Generally, the Northeast and other highly populated areas have more internet provider options, so it is helpful that ISPs like Juno can provide services to rural communities that do not have the infrastructure to support cable or fiber internet. However, if Juno is not available in your area, check to see if they offer toll-free access numbers that could work in your area and double-check with your telephone company that they are indeed toll-free.
One thing to note about customer support is that dial-up plan subscribers do not receive 24/7 support. Dial-up plan subscribers receive a one-time free support session during the first month but then have to pay per minute after that. DSL subscribers have more free support options. The Juno personal homepage provides quick links to Juno services as well as news and article feeds. However, overall we would like to see Juno amp up their customer support for all types of subscribers.
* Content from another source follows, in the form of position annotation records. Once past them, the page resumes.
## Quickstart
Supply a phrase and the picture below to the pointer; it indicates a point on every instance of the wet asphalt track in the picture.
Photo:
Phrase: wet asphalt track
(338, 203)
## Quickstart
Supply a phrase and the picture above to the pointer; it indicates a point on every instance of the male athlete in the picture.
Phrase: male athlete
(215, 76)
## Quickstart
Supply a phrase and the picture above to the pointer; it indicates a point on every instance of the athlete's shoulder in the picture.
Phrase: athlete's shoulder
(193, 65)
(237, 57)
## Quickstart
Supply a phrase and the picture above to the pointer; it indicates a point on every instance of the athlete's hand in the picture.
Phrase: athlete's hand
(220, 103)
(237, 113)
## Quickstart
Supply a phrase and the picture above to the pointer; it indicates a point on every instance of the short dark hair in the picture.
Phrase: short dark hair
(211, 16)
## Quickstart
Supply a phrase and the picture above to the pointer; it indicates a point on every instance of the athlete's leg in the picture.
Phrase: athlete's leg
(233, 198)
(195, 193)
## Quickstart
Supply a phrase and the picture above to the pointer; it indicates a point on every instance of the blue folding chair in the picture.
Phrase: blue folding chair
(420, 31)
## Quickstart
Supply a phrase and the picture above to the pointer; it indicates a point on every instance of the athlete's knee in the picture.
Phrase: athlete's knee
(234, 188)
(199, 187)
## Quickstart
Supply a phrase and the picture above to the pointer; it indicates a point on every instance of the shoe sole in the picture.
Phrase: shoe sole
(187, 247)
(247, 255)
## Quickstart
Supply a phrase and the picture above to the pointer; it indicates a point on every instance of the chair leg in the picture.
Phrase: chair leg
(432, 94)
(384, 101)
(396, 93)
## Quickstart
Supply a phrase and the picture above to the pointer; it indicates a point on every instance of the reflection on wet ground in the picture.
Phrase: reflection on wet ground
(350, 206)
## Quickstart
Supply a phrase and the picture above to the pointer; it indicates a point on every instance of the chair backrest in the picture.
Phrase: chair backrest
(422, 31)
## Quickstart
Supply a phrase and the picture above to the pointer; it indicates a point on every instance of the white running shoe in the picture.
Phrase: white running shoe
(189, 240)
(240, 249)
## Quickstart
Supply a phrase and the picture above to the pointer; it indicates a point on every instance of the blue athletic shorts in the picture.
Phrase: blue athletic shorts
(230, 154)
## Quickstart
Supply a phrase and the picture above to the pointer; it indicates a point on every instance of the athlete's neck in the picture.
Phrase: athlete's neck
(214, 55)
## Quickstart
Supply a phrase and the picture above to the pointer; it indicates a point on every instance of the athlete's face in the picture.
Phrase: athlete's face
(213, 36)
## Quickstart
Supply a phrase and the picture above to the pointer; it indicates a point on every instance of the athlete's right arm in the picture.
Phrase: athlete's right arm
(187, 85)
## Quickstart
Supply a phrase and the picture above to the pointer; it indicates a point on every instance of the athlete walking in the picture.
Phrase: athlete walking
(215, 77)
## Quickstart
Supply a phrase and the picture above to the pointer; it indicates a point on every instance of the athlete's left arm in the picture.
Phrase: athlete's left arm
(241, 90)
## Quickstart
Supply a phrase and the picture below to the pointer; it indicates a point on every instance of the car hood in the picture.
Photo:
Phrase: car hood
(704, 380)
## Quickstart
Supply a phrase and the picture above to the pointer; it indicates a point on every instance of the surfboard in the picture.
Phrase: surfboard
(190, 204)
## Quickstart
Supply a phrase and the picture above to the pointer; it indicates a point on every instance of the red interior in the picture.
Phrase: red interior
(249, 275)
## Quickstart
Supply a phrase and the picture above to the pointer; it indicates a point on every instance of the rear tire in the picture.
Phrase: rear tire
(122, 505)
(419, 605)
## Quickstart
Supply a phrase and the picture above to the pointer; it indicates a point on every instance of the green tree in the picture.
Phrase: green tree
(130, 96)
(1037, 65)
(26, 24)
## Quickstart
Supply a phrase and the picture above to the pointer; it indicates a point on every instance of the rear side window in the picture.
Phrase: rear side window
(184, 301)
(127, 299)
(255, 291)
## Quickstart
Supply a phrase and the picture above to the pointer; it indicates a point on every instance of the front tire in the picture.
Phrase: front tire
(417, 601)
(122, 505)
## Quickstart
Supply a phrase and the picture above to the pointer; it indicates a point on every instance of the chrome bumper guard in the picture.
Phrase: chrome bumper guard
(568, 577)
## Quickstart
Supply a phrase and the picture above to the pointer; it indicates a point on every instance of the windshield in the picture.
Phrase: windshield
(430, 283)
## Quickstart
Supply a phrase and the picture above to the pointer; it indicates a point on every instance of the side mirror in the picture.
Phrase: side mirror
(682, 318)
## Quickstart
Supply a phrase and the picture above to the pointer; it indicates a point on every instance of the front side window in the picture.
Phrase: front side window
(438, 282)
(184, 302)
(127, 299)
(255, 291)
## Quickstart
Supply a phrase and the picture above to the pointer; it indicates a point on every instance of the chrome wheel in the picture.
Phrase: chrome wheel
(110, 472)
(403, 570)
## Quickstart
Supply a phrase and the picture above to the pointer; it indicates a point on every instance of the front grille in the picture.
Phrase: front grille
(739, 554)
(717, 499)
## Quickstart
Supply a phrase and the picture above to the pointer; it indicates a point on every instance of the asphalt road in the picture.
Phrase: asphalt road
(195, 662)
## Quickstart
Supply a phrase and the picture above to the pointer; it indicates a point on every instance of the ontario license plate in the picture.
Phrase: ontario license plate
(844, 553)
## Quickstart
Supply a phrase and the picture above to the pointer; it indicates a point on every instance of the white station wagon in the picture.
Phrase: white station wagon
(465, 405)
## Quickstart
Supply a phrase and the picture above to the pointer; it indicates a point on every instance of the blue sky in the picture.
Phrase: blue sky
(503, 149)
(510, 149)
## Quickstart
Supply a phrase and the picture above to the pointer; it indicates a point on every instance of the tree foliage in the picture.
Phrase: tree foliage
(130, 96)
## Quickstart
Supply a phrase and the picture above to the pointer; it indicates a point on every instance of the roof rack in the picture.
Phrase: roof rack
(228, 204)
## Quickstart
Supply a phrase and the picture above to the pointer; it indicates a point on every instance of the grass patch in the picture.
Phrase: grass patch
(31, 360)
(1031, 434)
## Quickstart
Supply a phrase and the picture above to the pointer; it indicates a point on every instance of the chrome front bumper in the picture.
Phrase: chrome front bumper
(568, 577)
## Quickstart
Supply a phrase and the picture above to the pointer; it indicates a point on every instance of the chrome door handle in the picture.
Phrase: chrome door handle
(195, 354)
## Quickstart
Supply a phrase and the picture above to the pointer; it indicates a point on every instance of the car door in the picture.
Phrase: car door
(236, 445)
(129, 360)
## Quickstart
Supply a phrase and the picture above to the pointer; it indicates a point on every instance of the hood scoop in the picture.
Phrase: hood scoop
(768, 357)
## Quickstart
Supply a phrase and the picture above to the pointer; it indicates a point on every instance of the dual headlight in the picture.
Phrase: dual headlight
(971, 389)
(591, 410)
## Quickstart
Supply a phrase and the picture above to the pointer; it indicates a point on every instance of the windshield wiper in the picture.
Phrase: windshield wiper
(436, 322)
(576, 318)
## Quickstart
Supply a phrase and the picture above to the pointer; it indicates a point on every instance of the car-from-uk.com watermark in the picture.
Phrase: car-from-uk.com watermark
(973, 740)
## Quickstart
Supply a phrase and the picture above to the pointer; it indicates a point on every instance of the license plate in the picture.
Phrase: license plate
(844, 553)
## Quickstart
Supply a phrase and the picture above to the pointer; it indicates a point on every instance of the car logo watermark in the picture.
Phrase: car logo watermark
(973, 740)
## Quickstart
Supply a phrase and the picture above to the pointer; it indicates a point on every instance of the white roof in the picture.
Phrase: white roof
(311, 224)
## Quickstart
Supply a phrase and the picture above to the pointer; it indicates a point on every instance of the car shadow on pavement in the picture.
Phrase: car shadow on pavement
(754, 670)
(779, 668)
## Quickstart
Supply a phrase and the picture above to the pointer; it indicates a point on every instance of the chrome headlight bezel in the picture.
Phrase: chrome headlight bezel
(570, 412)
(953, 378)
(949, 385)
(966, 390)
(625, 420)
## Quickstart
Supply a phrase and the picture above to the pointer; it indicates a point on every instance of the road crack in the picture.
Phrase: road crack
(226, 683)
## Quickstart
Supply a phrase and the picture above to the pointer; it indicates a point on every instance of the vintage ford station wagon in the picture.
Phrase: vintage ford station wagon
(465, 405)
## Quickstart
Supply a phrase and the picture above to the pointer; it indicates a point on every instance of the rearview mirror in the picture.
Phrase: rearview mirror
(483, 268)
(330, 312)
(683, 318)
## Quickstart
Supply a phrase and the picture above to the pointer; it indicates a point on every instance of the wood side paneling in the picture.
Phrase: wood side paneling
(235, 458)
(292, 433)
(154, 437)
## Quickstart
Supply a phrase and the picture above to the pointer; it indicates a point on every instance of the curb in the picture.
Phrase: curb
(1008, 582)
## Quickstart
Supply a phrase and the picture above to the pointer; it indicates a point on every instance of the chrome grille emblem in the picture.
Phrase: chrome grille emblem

Juno can provide dial-up services to numerous rural areas. They also provide DSL services in numerous locations, which is a nice step up for those who cannot access the internet by a cable or fiber optic connection. However, if you want a high-speed connection via cable or fiber and live in a town with access to high-speed internet providers, you will want to consider one of our higher ranked products.
Juno has over 15 years of experience providing dial-up services and can provide connections in over 8,000 cities in the U.S. and Canada.
They do not provide free technical support to all subscribers.
If you need basic dial-up Juno is a good service to investigate to fulfill your internet service needs.